Internationalization (DB backed core)

Important note: This page explains how to create a Spotlight model on your own server. This is a detailed tutorial to explain each step and is partially outdated. A fully automated and up-to-date script for these steps can be found here.

For this part, you need Apache Hadoop and Apache Pig. If you don't have Hadoop and Pig installed, we recommend the following tutorials for setting up Hadoop. The indexing can also be run on a single machine, in this case it is enough to download Apache Pig and run it in local mode (add "-x local" after every pig command to run locally without hadoop).

and for Apache Pig:

Apache Pig Quick Setup

For more details on Hadoop-based indexing, see Indexing with Pignlproc and Hadoop, which also contains all required versions.

In the following sections, we take the Dutch language as an example. If you want to run the indexing for other languages, just replace the nl (the language code for Dutch) with its corresponding language code. We also assume the default working directory is /user/hadoop in HDFS.

The quick way

This section provides a quick way of creating the Spotlight model by executing the indexing script. Before that, you need to prepare some models as shown in the following two points. Meanwhile, the following programs must be available on your server: hadoop, pig, mvn, git, curl.

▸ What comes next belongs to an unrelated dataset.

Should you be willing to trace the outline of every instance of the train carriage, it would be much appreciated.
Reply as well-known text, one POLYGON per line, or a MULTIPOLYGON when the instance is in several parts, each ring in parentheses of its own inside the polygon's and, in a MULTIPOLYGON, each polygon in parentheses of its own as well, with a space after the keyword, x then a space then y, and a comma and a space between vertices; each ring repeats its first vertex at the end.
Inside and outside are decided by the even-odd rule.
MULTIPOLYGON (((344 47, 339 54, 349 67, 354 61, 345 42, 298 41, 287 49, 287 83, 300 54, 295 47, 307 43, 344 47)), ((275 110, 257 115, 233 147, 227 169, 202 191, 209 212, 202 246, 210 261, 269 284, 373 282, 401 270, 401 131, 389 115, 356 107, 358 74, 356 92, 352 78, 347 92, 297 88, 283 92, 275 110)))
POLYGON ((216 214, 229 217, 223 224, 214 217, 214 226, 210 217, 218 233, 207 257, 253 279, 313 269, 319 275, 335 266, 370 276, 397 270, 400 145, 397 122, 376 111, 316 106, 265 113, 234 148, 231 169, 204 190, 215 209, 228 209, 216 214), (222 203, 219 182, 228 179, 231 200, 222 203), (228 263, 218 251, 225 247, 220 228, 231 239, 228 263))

Create working directory and download OpenNLP models for your language:

  $ mkdir -p /data/spotlight/nl
  $ ls /data/spotlight/nl/opennlp
  nl-chunker.bin  nl-pos-maxent.bin  nl-sent.bin  nl-token.bin

Note: the working directory is given as an absolute path. The NLP models can be download from http://opennlp.sourceforge.net/models-1.5/.

Create a list of stopwords:

  $ head -n5 /data/spotlight/nl/stopwords.nl.list 
  de
  en
  van
  ik
  te

Run the indexing script, which would create the model /data/spotlight/nl/model_nl:

  $ cd /data/spotlight/nl
  $ wget https://raw.github.com/jodaiber/dbpedia-spotlight/master/bin/index_db.sh
  $ ./index_db.sh -o  /data/spotlight/nl/opennlp /data/spotlight/nl nl_NL /data/spotlight/nl/stopwords.nl.list Dutch /data/spotlight/nl/model_nl

Note: start up the hadoop workers before you try the above commands; paths in this command are absolute paths. You can change nl to other language code. But remember to change Dutch to the corresponding language specific Lucene Analyzer, e.g. English for EnglishAnalyzer.

The detailed way

This section describes the detailed steps for creating the Spotlight model. These steps are all performed by index_db.sh.

Download the data

Prepare a stopword list file under /data/spotlight/nl and NLP models under /data/spotlight/nl/opennlp as the quick way.

Download DBpedia data (see here)

  $ mkdir -p /data/spotlight/nl/processed/
  $ cd /data/spotlight/nl/processed/
  $ curl http://nl.dbpedia.org/downloads/nlwiki/20121003/nlwiki-20121003-redirects.ttl.gz | gzcat > redirects.nt
  $ curl http://nl.dbpedia.org/downloads/nlwiki/20121003/nlwiki-20121003-disambiguations.ttl.gz | gzcat > disambiguations.nt
  $ curl http://nl.dbpedia.org/downloads/nlwiki/20121003/nlwiki-20121003-instance-types.ttl.gz | gzcat > instance_types.nt

Note: if gzcat is not available, then replace it with gunzip -c.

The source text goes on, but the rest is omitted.